The paper presents a novel approach, CLEAR, that creates counterfactual explanations with higher fidelity than existing methods like LIME, by integrating boundary-based fidelity measures.

Findings

CLEAR achieves over 45% higher fidelity than LIME in case studies.

Counterfactual explanations effectively identify minimal changes to flip predictions.
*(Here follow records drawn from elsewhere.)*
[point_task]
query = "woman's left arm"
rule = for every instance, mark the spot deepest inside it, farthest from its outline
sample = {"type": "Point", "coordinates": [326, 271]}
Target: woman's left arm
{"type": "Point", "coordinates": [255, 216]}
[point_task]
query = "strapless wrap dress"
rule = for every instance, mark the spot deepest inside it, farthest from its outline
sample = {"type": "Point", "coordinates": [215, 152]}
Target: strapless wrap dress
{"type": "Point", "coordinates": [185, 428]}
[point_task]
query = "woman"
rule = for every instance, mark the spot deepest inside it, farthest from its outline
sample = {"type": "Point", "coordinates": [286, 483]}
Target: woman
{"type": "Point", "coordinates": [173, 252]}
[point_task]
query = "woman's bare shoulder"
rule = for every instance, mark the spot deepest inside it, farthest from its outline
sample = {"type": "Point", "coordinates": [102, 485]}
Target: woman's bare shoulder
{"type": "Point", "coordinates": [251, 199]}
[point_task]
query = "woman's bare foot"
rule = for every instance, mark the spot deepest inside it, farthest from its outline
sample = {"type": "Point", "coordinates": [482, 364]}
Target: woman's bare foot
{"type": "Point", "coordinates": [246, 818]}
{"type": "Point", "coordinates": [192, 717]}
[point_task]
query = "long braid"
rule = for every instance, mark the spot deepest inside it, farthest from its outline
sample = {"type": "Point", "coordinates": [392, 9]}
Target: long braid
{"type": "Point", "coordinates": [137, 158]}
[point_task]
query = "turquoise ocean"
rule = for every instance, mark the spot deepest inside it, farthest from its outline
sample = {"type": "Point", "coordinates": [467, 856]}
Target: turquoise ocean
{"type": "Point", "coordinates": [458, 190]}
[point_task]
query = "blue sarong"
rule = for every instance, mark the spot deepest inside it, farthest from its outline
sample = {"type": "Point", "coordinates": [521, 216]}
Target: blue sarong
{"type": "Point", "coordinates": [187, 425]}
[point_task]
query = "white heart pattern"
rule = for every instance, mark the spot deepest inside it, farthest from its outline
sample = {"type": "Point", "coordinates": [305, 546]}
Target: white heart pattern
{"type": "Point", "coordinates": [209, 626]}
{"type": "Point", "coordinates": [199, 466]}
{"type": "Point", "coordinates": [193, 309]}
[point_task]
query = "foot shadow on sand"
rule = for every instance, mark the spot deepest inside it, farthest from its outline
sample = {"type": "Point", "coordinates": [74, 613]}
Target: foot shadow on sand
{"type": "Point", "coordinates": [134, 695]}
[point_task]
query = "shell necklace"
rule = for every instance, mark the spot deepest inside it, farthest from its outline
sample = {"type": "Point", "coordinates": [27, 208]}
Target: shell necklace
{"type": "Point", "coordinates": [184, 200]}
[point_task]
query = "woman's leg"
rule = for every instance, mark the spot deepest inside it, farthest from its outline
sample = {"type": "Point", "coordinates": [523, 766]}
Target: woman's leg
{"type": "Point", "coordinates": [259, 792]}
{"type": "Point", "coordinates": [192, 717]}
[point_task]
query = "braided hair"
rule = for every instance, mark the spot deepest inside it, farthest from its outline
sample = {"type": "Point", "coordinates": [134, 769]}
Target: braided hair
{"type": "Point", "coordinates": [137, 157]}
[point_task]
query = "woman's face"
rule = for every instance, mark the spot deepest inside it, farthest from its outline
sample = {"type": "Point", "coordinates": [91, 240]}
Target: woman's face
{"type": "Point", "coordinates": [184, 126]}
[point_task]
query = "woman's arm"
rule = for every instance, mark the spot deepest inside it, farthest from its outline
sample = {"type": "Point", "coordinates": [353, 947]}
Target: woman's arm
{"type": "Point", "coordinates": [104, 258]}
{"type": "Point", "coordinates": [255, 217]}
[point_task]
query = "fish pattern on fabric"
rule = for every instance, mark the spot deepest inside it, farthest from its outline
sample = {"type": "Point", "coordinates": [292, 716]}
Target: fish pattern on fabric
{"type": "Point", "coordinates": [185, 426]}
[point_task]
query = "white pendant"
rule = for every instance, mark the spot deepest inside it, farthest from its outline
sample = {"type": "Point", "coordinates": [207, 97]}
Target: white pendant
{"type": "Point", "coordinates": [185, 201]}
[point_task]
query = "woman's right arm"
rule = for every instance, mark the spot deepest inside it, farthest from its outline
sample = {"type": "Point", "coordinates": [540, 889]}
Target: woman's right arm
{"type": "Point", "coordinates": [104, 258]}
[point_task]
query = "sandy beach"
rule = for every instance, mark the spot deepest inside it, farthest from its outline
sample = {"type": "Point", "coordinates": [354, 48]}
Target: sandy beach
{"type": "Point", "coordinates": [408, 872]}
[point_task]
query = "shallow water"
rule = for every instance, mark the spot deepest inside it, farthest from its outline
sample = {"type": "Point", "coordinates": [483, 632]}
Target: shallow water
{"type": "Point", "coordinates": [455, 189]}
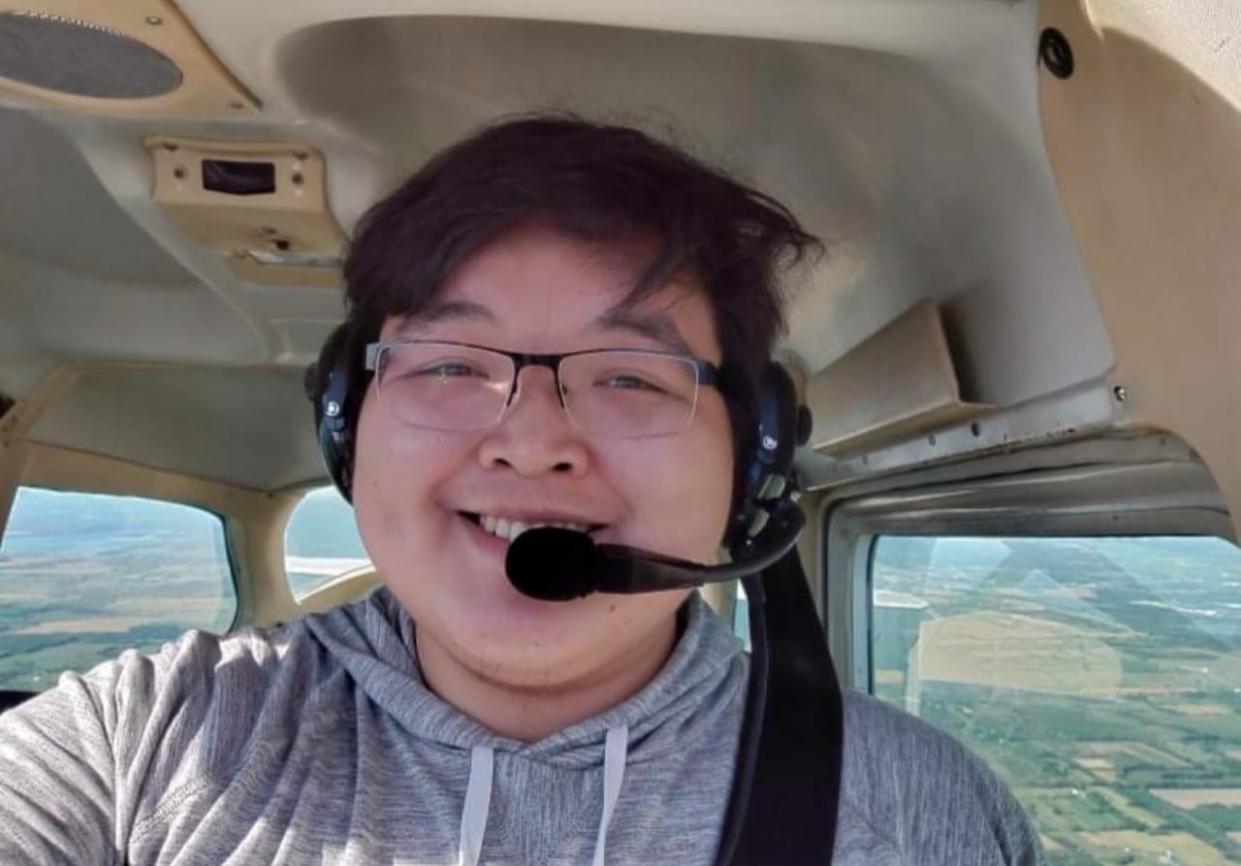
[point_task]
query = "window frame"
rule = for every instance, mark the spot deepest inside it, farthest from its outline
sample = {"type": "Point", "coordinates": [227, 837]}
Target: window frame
{"type": "Point", "coordinates": [336, 588]}
{"type": "Point", "coordinates": [1158, 498]}
{"type": "Point", "coordinates": [230, 558]}
{"type": "Point", "coordinates": [66, 470]}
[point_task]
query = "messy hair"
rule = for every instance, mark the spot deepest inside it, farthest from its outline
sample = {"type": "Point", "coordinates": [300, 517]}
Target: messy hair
{"type": "Point", "coordinates": [595, 183]}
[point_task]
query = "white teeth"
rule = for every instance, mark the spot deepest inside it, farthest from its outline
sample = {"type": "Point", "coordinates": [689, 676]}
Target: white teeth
{"type": "Point", "coordinates": [511, 529]}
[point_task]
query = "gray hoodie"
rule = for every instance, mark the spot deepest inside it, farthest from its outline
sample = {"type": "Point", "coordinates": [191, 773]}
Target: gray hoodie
{"type": "Point", "coordinates": [319, 743]}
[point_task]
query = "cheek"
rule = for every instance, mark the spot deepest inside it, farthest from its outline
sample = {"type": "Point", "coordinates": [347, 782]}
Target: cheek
{"type": "Point", "coordinates": [679, 493]}
{"type": "Point", "coordinates": [395, 477]}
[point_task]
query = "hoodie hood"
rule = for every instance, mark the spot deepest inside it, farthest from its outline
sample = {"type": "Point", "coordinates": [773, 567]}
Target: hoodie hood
{"type": "Point", "coordinates": [374, 642]}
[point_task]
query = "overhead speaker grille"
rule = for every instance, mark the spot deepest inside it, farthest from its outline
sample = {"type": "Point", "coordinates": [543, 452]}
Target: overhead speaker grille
{"type": "Point", "coordinates": [82, 58]}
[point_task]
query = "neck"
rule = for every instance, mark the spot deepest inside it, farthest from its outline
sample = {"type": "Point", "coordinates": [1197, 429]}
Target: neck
{"type": "Point", "coordinates": [530, 712]}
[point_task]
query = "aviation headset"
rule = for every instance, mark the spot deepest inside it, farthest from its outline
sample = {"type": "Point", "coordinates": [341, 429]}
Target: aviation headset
{"type": "Point", "coordinates": [338, 381]}
{"type": "Point", "coordinates": [787, 785]}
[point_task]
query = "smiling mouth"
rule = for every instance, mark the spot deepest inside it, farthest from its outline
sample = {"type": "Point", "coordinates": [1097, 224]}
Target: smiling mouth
{"type": "Point", "coordinates": [509, 530]}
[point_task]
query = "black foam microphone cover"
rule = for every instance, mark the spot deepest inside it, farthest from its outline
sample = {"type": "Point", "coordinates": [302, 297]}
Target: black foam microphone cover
{"type": "Point", "coordinates": [554, 565]}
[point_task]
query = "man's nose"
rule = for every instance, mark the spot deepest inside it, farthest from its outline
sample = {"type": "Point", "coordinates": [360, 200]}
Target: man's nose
{"type": "Point", "coordinates": [535, 434]}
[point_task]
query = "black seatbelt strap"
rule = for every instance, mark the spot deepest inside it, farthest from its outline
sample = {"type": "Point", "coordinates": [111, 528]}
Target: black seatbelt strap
{"type": "Point", "coordinates": [786, 789]}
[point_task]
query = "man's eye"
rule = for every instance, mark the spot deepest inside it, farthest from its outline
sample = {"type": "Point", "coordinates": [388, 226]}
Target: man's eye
{"type": "Point", "coordinates": [448, 370]}
{"type": "Point", "coordinates": [628, 382]}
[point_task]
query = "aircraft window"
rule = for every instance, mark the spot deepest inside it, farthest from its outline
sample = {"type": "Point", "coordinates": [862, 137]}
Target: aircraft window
{"type": "Point", "coordinates": [1101, 679]}
{"type": "Point", "coordinates": [322, 541]}
{"type": "Point", "coordinates": [86, 576]}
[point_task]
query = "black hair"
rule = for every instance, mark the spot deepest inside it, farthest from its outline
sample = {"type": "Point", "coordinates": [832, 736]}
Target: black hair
{"type": "Point", "coordinates": [596, 183]}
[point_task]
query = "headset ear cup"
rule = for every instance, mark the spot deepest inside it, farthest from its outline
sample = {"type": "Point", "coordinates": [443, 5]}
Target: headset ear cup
{"type": "Point", "coordinates": [336, 403]}
{"type": "Point", "coordinates": [770, 464]}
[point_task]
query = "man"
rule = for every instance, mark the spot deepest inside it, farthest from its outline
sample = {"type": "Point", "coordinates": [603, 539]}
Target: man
{"type": "Point", "coordinates": [551, 323]}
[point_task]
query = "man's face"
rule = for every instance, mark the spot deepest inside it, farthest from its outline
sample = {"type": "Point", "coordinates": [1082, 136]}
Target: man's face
{"type": "Point", "coordinates": [536, 290]}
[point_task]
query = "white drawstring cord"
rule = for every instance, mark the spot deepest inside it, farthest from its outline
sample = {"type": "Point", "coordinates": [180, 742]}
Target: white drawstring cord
{"type": "Point", "coordinates": [478, 804]}
{"type": "Point", "coordinates": [614, 754]}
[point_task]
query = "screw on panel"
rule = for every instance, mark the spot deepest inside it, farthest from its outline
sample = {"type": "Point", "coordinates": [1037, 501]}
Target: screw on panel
{"type": "Point", "coordinates": [1055, 52]}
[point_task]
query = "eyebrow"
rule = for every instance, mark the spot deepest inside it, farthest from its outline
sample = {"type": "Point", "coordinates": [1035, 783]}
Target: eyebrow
{"type": "Point", "coordinates": [657, 326]}
{"type": "Point", "coordinates": [443, 309]}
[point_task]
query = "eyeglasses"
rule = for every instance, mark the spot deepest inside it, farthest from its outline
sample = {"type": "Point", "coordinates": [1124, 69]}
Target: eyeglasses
{"type": "Point", "coordinates": [607, 392]}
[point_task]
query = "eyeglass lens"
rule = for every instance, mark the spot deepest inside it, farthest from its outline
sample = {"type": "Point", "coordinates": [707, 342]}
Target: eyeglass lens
{"type": "Point", "coordinates": [613, 393]}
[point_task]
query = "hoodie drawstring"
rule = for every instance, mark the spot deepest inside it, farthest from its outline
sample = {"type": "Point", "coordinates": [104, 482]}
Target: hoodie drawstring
{"type": "Point", "coordinates": [616, 752]}
{"type": "Point", "coordinates": [478, 804]}
{"type": "Point", "coordinates": [478, 795]}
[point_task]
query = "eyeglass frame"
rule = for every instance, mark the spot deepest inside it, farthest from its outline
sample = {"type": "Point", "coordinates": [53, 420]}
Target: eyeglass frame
{"type": "Point", "coordinates": [706, 372]}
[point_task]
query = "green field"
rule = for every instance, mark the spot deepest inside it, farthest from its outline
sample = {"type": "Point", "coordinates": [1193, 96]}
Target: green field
{"type": "Point", "coordinates": [1101, 679]}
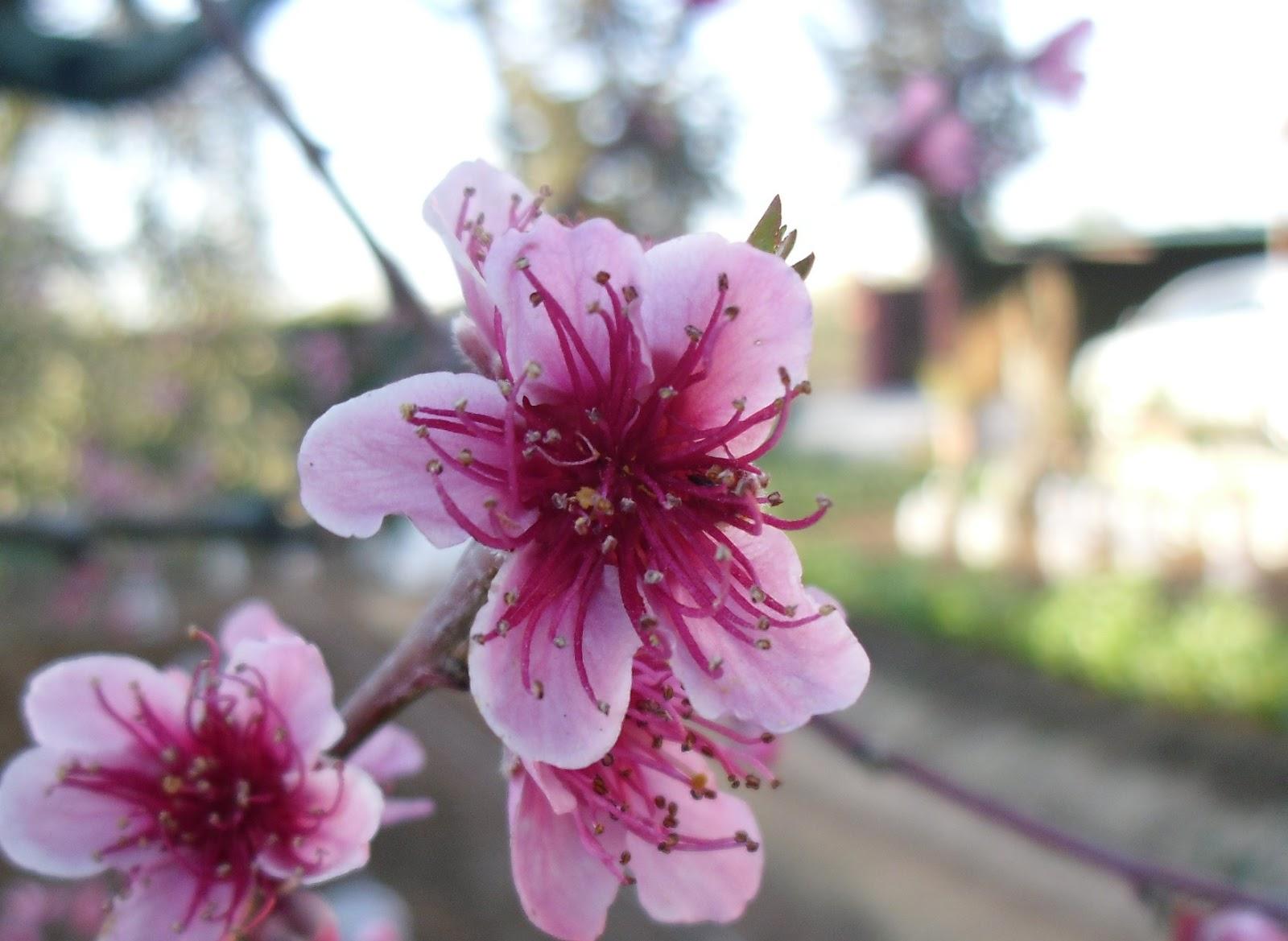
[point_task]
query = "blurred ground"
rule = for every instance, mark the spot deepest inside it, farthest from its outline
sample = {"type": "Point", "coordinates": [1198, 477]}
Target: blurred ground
{"type": "Point", "coordinates": [849, 854]}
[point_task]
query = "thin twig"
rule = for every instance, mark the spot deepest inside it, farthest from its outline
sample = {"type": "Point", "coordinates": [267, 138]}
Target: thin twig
{"type": "Point", "coordinates": [431, 654]}
{"type": "Point", "coordinates": [407, 307]}
{"type": "Point", "coordinates": [1140, 874]}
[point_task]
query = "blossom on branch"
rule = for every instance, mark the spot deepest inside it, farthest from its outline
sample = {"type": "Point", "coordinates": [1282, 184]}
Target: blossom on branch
{"type": "Point", "coordinates": [612, 452]}
{"type": "Point", "coordinates": [210, 793]}
{"type": "Point", "coordinates": [647, 814]}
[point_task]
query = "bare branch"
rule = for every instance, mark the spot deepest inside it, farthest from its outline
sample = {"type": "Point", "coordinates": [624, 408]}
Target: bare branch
{"type": "Point", "coordinates": [105, 71]}
{"type": "Point", "coordinates": [1143, 876]}
{"type": "Point", "coordinates": [407, 308]}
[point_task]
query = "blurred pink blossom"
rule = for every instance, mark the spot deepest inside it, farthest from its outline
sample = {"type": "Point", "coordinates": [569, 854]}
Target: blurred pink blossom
{"type": "Point", "coordinates": [946, 156]}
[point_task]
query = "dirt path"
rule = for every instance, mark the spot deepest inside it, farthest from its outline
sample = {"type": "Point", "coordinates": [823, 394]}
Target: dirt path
{"type": "Point", "coordinates": [849, 855]}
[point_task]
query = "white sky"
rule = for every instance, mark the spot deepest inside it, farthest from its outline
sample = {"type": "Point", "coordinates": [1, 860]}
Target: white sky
{"type": "Point", "coordinates": [1182, 126]}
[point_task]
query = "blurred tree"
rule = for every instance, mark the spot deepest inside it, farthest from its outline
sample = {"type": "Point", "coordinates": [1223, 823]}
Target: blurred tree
{"type": "Point", "coordinates": [133, 53]}
{"type": "Point", "coordinates": [931, 92]}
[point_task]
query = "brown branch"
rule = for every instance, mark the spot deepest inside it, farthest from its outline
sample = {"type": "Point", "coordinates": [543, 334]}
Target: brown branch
{"type": "Point", "coordinates": [431, 654]}
{"type": "Point", "coordinates": [1141, 874]}
{"type": "Point", "coordinates": [407, 308]}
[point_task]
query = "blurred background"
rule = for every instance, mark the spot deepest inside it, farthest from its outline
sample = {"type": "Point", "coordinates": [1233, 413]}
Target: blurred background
{"type": "Point", "coordinates": [1051, 302]}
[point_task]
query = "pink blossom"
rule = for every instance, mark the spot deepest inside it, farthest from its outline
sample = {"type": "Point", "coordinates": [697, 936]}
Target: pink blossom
{"type": "Point", "coordinates": [646, 814]}
{"type": "Point", "coordinates": [210, 793]}
{"type": "Point", "coordinates": [929, 138]}
{"type": "Point", "coordinates": [946, 156]}
{"type": "Point", "coordinates": [30, 910]}
{"type": "Point", "coordinates": [388, 756]}
{"type": "Point", "coordinates": [493, 200]}
{"type": "Point", "coordinates": [390, 753]}
{"type": "Point", "coordinates": [613, 456]}
{"type": "Point", "coordinates": [923, 98]}
{"type": "Point", "coordinates": [1054, 68]}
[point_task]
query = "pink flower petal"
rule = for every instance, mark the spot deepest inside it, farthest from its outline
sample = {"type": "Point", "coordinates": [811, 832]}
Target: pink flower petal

Fidelity measurement based on decision boundary distances improves explanation quality.

Abstract

We propose a novel method for explaining the predictions of any classifier. In our approach, local explanations are expected to explain both the outcome of a prediction and how that prediction would change if 'things had been different'. Furthermore, we argue that satisfactory explanations cannot be dissociated from a notion and measure of fidelity, as advocated in the early days of neural networks' knowledge extraction. We introduce a definition of fidelity to the underlying classifier for local explanation models which is based on distances to a target decision boundary. A system called CLEAR: Counterfactual Local Explanations via Regression, is introduced and evaluated. CLEAR generates w-counterfactual explanations that state minimum changes necessary to flip a prediction's classification. CLEAR then builds local regression models, using the w-counterfactuals to measure and improve the fidelity of its regressions. By contrast, the popular LIME method, which also uses regression to generate local explanations, neither measures its own fidelity nor generates counterfactuals. CLEAR's regressions are found to have significantly higher fidelity than LIME's, averaging over 45% higher in this paper's four case studies.